Customisation of NV buildings over time


The VN technique lends itself well to various levels of customisation:

  • it can be adapted to suit the needs and financial resources of a wide range of clients, from the poorest rural families to wealthier urban ones
  •  it allows for later extension of a building, by lengthening a vault, by adding further vaults on the side of an existing one, or by adding a second storey onto an existing single storey building (on condition that this was foreseen when the foundations were laid)
  •  it is easy to re-arrange the interiors of VN buildings`(e.g the adding or removal of internal partitions, the opening or closing of doorways, and window and alcove arches).


This modular potential increases the popularity of VN architecture, as homes can be ’grown’ to match developing family needs, as illustrated in the slide show below:


Some NV buildings even have structures over two storeys in height - examples include a church tower, and several mosque minarets.

Coucoun mosque, Dendjola, Mali

The range and variety of popular adaptations of the NV technique demonstrates the richness of the concept. Churches, mosques, school classrooms, dispensaries, agricultural buildings, verandahs, two-storey houses etc. are enriching the range of applications, and are firmly based on the original simplicity, modularity, and strength of the concept. The only fixed constraint is the maximum internal width of a standard vault, which - for reasons linked to the large-scale deployment of the technique -  must not exceed 3,25 metres.

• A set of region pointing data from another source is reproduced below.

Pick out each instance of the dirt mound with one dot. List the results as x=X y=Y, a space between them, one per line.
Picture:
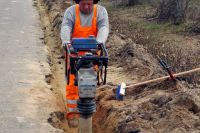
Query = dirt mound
x=160 y=107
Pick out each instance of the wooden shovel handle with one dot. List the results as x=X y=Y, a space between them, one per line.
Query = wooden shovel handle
x=163 y=78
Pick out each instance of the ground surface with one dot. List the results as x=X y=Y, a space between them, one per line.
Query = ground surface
x=25 y=98
x=133 y=45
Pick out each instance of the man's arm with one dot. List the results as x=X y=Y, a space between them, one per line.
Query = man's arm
x=103 y=25
x=67 y=25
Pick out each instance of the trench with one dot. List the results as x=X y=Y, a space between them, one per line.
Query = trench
x=166 y=102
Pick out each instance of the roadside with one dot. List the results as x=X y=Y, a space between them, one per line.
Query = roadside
x=159 y=107
x=25 y=97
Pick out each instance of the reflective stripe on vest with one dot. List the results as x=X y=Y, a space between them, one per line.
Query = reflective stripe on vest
x=71 y=101
x=70 y=110
x=85 y=31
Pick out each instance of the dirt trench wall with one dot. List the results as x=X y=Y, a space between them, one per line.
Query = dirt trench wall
x=160 y=107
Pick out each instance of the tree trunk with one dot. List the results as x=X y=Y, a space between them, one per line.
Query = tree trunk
x=174 y=10
x=126 y=2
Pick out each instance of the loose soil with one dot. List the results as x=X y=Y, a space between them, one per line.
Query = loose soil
x=160 y=107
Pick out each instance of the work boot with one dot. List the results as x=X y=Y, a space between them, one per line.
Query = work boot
x=73 y=123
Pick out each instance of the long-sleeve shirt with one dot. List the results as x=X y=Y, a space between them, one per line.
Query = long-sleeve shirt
x=69 y=18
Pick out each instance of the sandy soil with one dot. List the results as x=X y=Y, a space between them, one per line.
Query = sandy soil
x=160 y=107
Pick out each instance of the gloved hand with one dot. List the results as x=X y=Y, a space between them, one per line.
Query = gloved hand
x=66 y=44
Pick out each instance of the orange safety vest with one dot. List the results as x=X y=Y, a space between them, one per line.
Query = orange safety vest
x=79 y=32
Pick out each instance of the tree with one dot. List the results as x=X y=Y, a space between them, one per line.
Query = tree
x=174 y=10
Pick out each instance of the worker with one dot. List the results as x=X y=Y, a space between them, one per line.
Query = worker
x=81 y=20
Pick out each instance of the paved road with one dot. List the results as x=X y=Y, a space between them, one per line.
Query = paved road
x=23 y=106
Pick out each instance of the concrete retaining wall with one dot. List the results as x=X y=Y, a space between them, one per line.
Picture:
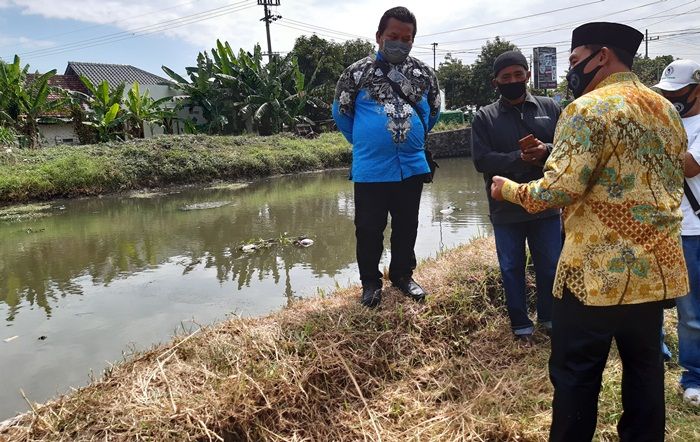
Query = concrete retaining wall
x=452 y=143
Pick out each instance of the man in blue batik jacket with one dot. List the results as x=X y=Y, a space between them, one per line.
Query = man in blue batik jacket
x=388 y=150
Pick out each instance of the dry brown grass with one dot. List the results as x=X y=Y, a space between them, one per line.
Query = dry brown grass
x=328 y=369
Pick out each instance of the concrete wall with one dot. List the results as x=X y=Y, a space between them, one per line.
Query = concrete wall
x=451 y=143
x=60 y=133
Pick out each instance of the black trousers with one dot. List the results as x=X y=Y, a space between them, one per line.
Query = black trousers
x=581 y=339
x=373 y=202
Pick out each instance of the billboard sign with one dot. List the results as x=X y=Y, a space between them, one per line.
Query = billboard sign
x=544 y=67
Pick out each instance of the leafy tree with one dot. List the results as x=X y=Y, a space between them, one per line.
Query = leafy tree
x=203 y=90
x=455 y=78
x=35 y=104
x=25 y=99
x=482 y=90
x=101 y=109
x=327 y=60
x=142 y=109
x=240 y=92
x=649 y=70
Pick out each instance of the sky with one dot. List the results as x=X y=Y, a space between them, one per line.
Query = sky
x=150 y=34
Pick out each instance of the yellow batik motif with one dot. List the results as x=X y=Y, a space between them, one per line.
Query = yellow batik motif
x=617 y=169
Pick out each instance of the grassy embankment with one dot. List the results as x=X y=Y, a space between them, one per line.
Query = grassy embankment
x=69 y=171
x=328 y=369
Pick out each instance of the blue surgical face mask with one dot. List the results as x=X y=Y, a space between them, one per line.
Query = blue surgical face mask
x=395 y=51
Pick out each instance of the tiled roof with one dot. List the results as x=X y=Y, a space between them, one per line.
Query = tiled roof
x=115 y=74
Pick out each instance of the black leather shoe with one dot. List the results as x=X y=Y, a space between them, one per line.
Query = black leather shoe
x=371 y=296
x=410 y=288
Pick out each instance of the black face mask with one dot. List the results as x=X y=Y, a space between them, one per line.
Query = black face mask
x=681 y=103
x=577 y=80
x=512 y=91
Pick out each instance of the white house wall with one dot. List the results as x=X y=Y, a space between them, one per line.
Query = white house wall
x=61 y=133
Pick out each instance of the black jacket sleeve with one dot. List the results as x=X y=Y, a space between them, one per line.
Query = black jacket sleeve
x=486 y=159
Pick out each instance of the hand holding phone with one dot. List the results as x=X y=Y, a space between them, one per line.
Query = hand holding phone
x=527 y=142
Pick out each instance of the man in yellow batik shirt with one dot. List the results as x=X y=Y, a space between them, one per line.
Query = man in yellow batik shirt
x=617 y=169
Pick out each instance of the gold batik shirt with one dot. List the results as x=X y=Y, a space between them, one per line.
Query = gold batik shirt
x=617 y=168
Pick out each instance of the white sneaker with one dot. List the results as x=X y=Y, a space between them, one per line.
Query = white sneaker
x=692 y=396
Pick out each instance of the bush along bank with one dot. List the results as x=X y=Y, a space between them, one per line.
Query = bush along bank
x=328 y=369
x=70 y=171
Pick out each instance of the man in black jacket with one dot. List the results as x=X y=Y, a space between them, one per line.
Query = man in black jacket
x=512 y=137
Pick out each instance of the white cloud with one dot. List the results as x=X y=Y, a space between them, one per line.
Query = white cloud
x=25 y=42
x=243 y=28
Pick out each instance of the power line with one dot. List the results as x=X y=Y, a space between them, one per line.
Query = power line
x=514 y=19
x=109 y=23
x=143 y=30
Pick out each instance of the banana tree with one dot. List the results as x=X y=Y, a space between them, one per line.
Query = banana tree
x=142 y=109
x=108 y=125
x=203 y=91
x=97 y=109
x=13 y=78
x=25 y=100
x=36 y=105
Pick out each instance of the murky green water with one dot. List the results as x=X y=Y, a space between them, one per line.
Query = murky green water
x=106 y=275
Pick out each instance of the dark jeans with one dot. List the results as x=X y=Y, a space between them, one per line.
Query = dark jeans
x=581 y=339
x=544 y=241
x=373 y=202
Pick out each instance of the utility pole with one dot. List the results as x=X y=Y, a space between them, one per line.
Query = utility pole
x=646 y=42
x=269 y=18
x=434 y=46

NV technique + reinforced concrete


Although there is no limit to the length of a NV vault, its width cannot exceed 3.25 metres. As some buildings (e.g. classrooms, churches, community centres...) need to be much wider internally, we have developed a technique combining NV vaults with reinforced concrete beams and pillars (NV+RC) to support the vaults. 

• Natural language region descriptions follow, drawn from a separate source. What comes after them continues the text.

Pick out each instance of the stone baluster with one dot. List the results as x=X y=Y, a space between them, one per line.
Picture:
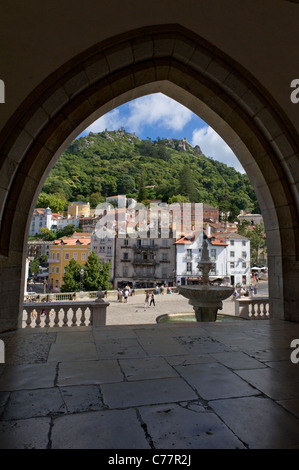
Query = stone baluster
x=65 y=317
x=56 y=318
x=38 y=318
x=83 y=318
x=47 y=319
x=29 y=319
x=74 y=317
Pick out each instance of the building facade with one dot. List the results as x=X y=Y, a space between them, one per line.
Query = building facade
x=144 y=262
x=229 y=251
x=104 y=247
x=61 y=253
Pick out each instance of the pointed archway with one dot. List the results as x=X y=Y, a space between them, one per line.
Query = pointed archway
x=176 y=62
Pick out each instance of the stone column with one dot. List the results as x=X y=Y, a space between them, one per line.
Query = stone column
x=99 y=309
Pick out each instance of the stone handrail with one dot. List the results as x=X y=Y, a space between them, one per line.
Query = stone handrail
x=65 y=313
x=252 y=308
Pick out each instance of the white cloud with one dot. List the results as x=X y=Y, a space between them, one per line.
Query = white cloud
x=111 y=121
x=150 y=110
x=212 y=145
x=157 y=109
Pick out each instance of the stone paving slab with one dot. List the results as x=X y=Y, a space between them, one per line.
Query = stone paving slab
x=108 y=429
x=259 y=422
x=173 y=424
x=271 y=382
x=146 y=392
x=28 y=377
x=148 y=368
x=206 y=386
x=25 y=434
x=213 y=381
x=72 y=351
x=88 y=372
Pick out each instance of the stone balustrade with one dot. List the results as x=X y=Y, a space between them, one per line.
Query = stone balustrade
x=252 y=308
x=66 y=313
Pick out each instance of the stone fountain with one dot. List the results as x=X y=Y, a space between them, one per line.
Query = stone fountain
x=205 y=299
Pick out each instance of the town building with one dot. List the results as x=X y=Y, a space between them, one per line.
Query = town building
x=254 y=219
x=78 y=209
x=229 y=251
x=104 y=247
x=61 y=252
x=144 y=262
x=45 y=218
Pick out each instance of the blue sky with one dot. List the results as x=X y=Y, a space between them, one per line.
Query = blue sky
x=157 y=115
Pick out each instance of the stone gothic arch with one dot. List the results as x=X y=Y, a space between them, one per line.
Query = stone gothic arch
x=180 y=64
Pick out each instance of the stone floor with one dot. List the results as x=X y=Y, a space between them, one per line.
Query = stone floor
x=201 y=386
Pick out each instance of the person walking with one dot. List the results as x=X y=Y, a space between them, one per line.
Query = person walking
x=152 y=299
x=146 y=302
x=126 y=295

The combination of NV vaulted roofs with reinforced concrete pillars and beams provides much wider open spaces (7 to > 10 metres); it also has other advantages:

  •  a saving of 25% in overall costs compared to comparable metal roof buildings
  •  a major involvement of local people (= eventual users), as unskilled labour
  •  a re-injection of building costs into the local economy (labour)
  •  a reduction in the purchase of imported materials
  •  enhanced sustainability and comfort of the building.


With various technical partners, some 30 buildings have been constructed using this combination, in Burkina Faso and in Mali. AVN can recommend masons or building firms with the necessary experience.


Flexible payment arrangements: from self-build to cash


The NV concept is well adapted to local socio-economic conditions. It has always been the case in rural and poor urban areas that many house-building tasks (especially those involving unskilled labour)  are carried out by the clients, their families and neighbours.

Family members rendering NV wall (Chibombo, Zambia)


The vast majority of VN masons' clients in our priority target group (village and peri-urban families) contribute unskilled labour in building their houses (digging foundations, carrying materials, making mud bricks for the walls ...). The proportion of this 'self-build' contribution varies from client to client, and from one building site to another.

However, the work of the skilled NV mason and his team (about 25-30% of the cost of the main structure) is almost invariably paid for in cash

Some wealthier NV clients do pay for the entire construction (unskilled and skilled labour, purchase and transport of bricks) in cash, but they are in a minority.